Procedures that facilitate outflow of aqueous humor
Laser trabeculoplasty
A trabeculoplasty is a modification of the trabecular meshwork. Laser trabeculoplasty (LTP) is the application of a laser beam to burn areas of the trabecular meshwork, located near the base of the iris, to increase fluid outflow. LTP is used in the treatment of various open-angle glaucomas.[1] The two types of laser trabeculoplasty are argon laser trabeculoplasty (ALT) and selective laser trabeculoplasty (SLT). As its name suggests, argon laser trabeculoplasty uses an argon laser to create tiny burns on the trabecular meshwork.[2] Selective laser trabeculoplasty is newer technology that uses a Nd:YAG laser to target specific cells within the trabecular meshwork and create less thermal damage than ALT.[3][4] SLT shows promise as a long-term treatment.[5] In SLT a laser is used to selectively target the melanocytes in the trabecular meshwork. Though the mechanism by which SLT functions is not well understood, it has been shown in trials to be as effective as the older ALT. However, because SLT is performed using a laser with much lower power than ALT, it does not appear to affect the structure of the trabecular meshwork (based on electron microscopy) to the same extent, so retreatment may be possible if the effects from the original treatment should begin to wear off, although this has not been proven in clinical studies. ALT is repeatable to some extent with measurable results possible.[citation needed]
Iridotomy
An iridotomy involves making puncture-like openings through the iris without the removal of iris tissue. Performed either with standard surgical instruments or a laser, it is typically used to decrease intraocular pressure in patients with angle-closure glaucoma. A laser peripheral iridotomy (LPI) is the application of a laser beam to selectively burn a hole through the iris near its base. LPI may be performed with either an argon laser or Nd:YAG laser.[6][7]

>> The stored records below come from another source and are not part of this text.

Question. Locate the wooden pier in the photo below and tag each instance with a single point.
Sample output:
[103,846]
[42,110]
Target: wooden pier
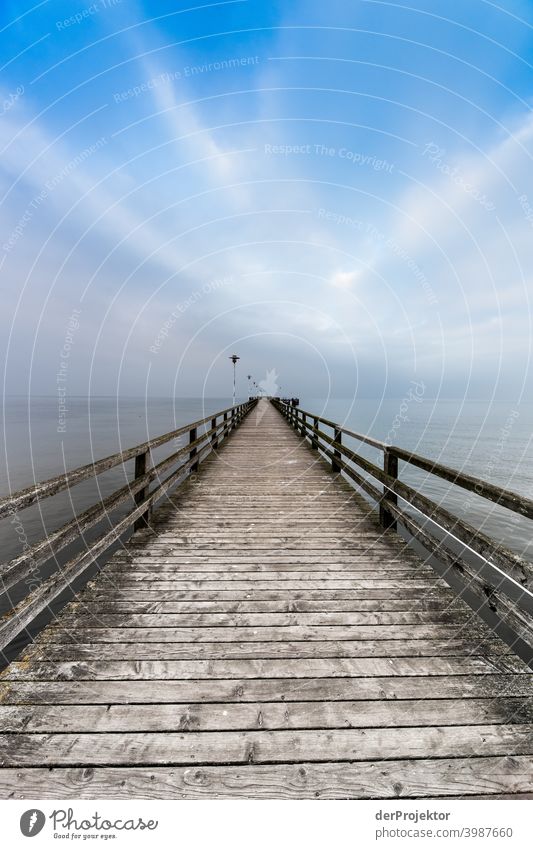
[262,635]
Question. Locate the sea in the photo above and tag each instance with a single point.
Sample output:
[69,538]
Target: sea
[491,440]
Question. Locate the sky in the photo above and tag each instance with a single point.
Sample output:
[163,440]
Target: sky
[341,193]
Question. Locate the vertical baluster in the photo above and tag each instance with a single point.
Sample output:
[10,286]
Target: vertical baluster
[390,467]
[141,465]
[338,440]
[314,440]
[193,451]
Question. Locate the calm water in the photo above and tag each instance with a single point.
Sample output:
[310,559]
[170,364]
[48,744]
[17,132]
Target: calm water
[493,442]
[490,441]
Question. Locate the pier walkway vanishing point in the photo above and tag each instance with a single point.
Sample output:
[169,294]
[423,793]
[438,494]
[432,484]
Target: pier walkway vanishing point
[265,637]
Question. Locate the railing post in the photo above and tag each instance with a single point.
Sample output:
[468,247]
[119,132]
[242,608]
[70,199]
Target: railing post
[390,467]
[141,463]
[338,440]
[193,451]
[314,440]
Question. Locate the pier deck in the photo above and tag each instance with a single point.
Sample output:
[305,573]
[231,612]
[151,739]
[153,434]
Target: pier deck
[267,639]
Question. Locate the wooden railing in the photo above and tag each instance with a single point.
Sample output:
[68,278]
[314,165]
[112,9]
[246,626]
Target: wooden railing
[26,566]
[509,592]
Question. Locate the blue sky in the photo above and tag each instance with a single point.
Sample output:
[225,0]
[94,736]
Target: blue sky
[341,192]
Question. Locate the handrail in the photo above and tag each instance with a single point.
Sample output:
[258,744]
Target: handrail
[43,489]
[46,549]
[509,568]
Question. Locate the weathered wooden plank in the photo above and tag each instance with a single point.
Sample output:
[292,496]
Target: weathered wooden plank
[81,619]
[132,581]
[432,648]
[262,716]
[259,633]
[131,691]
[343,667]
[423,607]
[264,746]
[139,593]
[482,777]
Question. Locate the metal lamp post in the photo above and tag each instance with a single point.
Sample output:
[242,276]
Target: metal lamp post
[234,359]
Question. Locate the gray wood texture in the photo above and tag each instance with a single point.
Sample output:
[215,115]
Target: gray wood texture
[266,638]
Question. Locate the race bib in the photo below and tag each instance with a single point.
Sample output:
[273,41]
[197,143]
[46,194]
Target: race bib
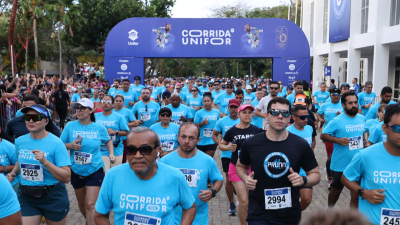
[191,176]
[167,146]
[137,219]
[278,198]
[145,116]
[207,132]
[32,172]
[390,217]
[82,158]
[356,143]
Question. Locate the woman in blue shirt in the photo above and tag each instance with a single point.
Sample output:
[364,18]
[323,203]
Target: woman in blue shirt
[206,119]
[44,169]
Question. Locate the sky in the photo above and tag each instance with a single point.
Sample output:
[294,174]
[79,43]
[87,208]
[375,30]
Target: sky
[199,8]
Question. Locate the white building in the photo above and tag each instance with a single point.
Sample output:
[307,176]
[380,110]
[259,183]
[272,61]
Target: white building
[372,51]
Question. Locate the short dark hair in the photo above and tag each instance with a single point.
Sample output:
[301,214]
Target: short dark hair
[345,95]
[390,111]
[386,90]
[279,100]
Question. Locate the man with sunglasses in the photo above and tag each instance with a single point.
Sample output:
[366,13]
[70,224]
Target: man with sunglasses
[198,168]
[373,174]
[149,180]
[346,132]
[275,157]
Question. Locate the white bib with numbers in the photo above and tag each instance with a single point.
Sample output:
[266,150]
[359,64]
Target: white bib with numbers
[32,172]
[138,219]
[390,217]
[82,158]
[278,198]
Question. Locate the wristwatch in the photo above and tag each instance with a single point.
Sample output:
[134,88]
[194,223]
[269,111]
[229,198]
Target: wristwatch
[214,193]
[305,180]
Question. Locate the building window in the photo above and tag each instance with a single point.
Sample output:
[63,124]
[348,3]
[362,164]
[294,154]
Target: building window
[394,12]
[325,35]
[312,25]
[364,16]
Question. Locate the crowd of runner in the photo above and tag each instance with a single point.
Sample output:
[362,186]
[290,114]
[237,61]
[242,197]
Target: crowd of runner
[146,152]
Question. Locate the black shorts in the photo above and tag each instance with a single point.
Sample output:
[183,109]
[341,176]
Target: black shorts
[337,180]
[225,164]
[205,148]
[95,179]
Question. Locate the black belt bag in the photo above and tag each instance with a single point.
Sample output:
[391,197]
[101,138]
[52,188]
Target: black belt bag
[37,191]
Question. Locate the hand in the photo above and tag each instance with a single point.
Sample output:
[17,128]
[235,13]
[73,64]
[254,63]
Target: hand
[250,181]
[39,155]
[374,196]
[344,141]
[295,178]
[205,196]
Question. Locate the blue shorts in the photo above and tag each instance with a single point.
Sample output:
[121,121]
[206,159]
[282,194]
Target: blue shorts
[95,179]
[54,206]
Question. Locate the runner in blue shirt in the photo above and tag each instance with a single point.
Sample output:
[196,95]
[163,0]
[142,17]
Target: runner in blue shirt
[150,180]
[346,132]
[198,168]
[117,127]
[130,96]
[44,169]
[377,167]
[146,109]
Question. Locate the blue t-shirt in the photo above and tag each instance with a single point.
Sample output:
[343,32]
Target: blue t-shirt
[33,173]
[193,102]
[366,99]
[154,199]
[168,136]
[321,97]
[349,127]
[306,133]
[330,111]
[377,169]
[76,97]
[128,96]
[198,170]
[222,101]
[223,125]
[9,203]
[206,130]
[114,121]
[94,135]
[377,135]
[8,157]
[148,113]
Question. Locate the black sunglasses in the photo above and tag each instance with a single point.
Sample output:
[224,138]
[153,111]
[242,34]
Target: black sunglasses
[144,149]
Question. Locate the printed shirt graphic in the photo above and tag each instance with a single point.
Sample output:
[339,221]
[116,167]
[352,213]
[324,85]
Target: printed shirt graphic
[207,170]
[377,169]
[345,126]
[213,117]
[114,121]
[94,135]
[149,198]
[53,149]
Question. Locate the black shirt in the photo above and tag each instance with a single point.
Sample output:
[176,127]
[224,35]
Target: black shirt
[239,135]
[262,155]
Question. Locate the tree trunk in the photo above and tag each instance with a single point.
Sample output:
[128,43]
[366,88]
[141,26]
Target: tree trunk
[36,47]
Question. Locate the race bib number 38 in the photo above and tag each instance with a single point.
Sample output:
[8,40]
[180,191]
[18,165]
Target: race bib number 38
[138,219]
[278,198]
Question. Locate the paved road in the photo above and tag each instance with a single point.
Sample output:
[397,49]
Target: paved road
[218,210]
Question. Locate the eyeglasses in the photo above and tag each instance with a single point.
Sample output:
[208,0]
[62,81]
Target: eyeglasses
[276,112]
[165,114]
[34,118]
[144,149]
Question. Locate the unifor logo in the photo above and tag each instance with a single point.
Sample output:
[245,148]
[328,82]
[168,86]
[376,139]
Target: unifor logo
[339,7]
[276,164]
[133,35]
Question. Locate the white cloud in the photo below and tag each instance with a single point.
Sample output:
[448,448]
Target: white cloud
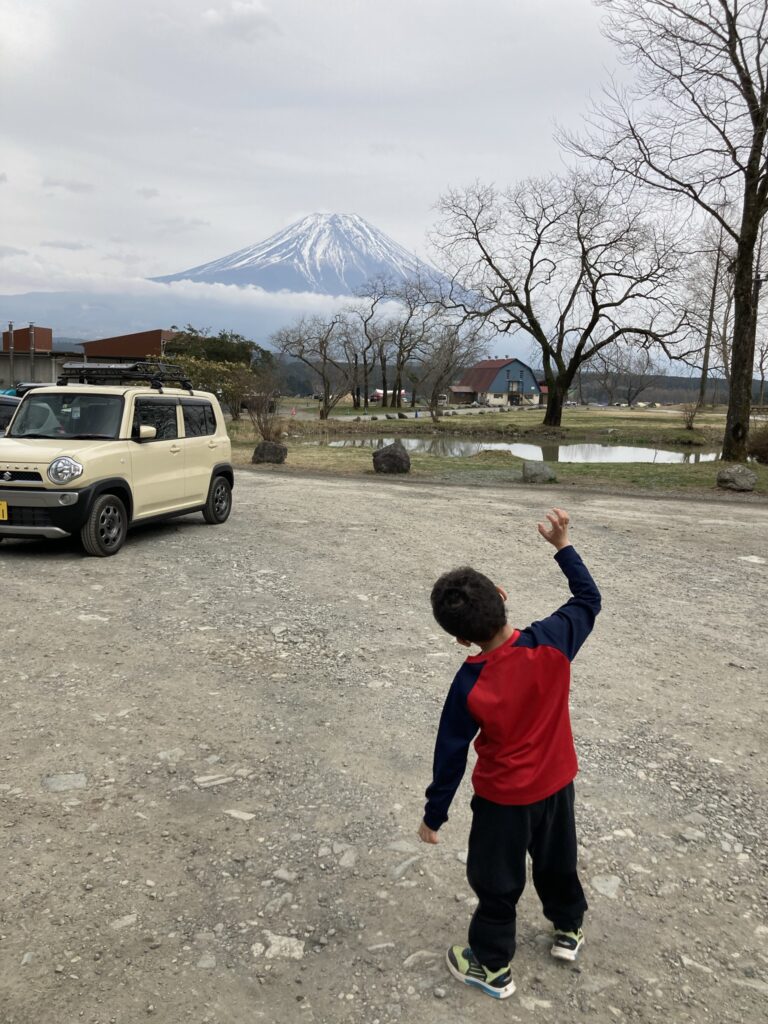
[69,184]
[338,107]
[244,20]
[70,246]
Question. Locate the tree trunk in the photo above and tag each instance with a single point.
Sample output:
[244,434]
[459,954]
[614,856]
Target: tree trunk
[555,399]
[710,326]
[366,387]
[742,354]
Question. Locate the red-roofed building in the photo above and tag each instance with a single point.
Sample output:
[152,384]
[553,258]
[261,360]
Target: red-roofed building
[497,383]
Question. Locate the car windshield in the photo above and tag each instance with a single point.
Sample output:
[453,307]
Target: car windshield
[70,414]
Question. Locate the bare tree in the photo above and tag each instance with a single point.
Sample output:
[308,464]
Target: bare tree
[571,264]
[625,370]
[262,403]
[366,327]
[410,329]
[694,126]
[445,350]
[761,361]
[320,345]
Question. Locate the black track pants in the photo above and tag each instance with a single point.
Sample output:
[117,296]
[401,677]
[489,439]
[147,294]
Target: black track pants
[496,869]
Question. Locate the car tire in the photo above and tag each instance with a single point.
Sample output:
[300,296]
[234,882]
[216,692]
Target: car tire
[219,503]
[104,530]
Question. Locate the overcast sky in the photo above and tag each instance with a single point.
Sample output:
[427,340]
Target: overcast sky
[148,136]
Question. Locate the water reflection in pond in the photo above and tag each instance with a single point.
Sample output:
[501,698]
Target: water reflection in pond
[459,446]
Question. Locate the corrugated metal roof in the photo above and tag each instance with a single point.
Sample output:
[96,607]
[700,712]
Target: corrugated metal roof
[479,377]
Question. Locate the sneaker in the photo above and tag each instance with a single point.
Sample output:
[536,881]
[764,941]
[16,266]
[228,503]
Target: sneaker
[567,944]
[466,968]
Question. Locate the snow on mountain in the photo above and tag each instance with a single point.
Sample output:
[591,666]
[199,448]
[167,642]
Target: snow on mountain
[327,254]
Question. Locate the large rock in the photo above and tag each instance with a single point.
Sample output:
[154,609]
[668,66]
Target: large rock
[538,472]
[736,478]
[269,452]
[392,459]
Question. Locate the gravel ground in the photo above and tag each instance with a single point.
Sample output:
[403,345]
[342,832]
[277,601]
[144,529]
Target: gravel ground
[216,744]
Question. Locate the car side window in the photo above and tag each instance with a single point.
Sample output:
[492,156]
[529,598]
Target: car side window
[199,419]
[158,414]
[210,419]
[6,413]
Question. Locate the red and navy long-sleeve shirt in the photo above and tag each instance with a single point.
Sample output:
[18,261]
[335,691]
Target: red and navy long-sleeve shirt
[516,696]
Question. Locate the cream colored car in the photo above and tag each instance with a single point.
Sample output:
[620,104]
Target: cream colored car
[109,448]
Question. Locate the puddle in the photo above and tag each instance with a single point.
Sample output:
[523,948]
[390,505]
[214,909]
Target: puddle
[461,448]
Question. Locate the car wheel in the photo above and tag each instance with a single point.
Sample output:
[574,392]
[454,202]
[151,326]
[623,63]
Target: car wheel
[219,503]
[104,529]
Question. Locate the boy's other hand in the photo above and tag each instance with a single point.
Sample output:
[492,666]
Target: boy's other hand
[427,835]
[557,532]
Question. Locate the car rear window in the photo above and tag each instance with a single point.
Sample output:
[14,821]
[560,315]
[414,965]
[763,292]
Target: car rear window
[200,420]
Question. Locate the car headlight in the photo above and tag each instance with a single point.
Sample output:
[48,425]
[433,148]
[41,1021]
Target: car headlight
[65,469]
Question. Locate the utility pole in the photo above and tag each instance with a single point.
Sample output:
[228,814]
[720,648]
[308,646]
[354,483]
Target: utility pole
[10,353]
[32,351]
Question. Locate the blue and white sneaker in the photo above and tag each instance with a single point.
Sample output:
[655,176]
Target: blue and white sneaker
[566,944]
[466,968]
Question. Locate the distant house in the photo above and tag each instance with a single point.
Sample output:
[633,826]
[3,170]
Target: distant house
[497,383]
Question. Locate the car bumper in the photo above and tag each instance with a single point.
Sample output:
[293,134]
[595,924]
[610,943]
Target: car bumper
[34,512]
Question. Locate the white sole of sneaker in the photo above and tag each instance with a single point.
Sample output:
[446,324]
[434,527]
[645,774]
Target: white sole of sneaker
[567,954]
[497,993]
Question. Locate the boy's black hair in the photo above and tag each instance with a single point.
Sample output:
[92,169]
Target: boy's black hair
[467,605]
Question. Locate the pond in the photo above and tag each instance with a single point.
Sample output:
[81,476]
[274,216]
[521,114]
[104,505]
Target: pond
[460,446]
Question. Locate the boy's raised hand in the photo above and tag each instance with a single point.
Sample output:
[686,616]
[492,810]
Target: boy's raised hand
[557,532]
[427,835]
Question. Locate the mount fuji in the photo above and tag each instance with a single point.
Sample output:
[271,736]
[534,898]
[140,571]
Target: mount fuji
[324,254]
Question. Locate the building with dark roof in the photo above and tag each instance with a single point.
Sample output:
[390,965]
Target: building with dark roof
[497,383]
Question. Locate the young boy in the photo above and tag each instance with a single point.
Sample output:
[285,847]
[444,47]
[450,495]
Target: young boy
[515,692]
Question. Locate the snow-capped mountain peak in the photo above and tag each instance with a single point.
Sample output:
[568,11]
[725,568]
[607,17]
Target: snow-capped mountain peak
[332,254]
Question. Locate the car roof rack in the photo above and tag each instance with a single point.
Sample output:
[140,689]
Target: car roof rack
[157,375]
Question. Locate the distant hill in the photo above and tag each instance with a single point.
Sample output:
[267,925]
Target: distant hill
[325,254]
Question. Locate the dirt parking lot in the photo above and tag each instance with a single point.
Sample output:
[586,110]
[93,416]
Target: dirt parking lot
[215,748]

There is currently no sufficient evidence to show any benefit on the use of iridotomy versus no iridotomy to slow down visual field loss. This is based on analysing four studies with a sample of 3,086 eyes of 1,543 participants; iridotomy seems to improve gonioscopic findings, but does not show to be clinically significant.[8]
Iridectomy
An iridectomy, also known as a corectomy or surgical iridectomy, involves the removal of a portion of iris tissue.[9][10] A basal iridectomy is the removal of iris tissue from the far periphery, near the iris root; a peripheral iridectomy is the removal of iris tissue at the periphery; and a sector iridectomy is the removal of a wedge-shaped section of iris that extends from the pupil margin to the iris root, leaving a keyhole-shaped pupil.
Clear lens extraction
Clear lens extraction, a surgical procedure in which clear lens of the human eye is removed, may be used to reduce intraocular pressure in primary angle closure glaucoma.[11] A study found that CLE is even more effective than laser peripheral iridotomy in patients with angle closure glaucoma.[12][13]
Filtering procedures: penetrating vs. non-penetrating
Filtering surgeries are the mainstay of surgical treatment to control intraocular pressure.[14] An anterior sclerotomy or sclerostomy is used to gain access to the inner layers of the eye[15][16] in order to create a drainage channel from the anterior chamber to the external surface of the eye under the conjunctiva, allowing aqueous to seep into a bleb from which it is slowly absorbed. Filtering procedures are typically divided into either penetrating or non-penetrating types depending upon whether an intraoperative entry into the anterior chamber occurs.[17][18]
Penetrating filtering surgeries
Penetrating filtering surgeries are further subdivided into guarded filtering procedures, also known as protected, subscleral, or partial thickness filtering procedures (in which the surgeon sutures a scleral flap over the sclerostomy site[19]), and full thickness procedures.[20]Trabeculectomy is a guarded filtering procedure that removes of part of the trabecular meshwork.[21][22] Full thickness procedures include sclerectomy, posterior lip sclerectomy (in which the surgeon completely excises the sclera on the area of the sclerostomy[19]), trephination, thermal sclerostomy (Scheie procedure), iridenclesis, and sclerostomy (including conventional sclerostomy and enzymatic sclerostomy).[18][23]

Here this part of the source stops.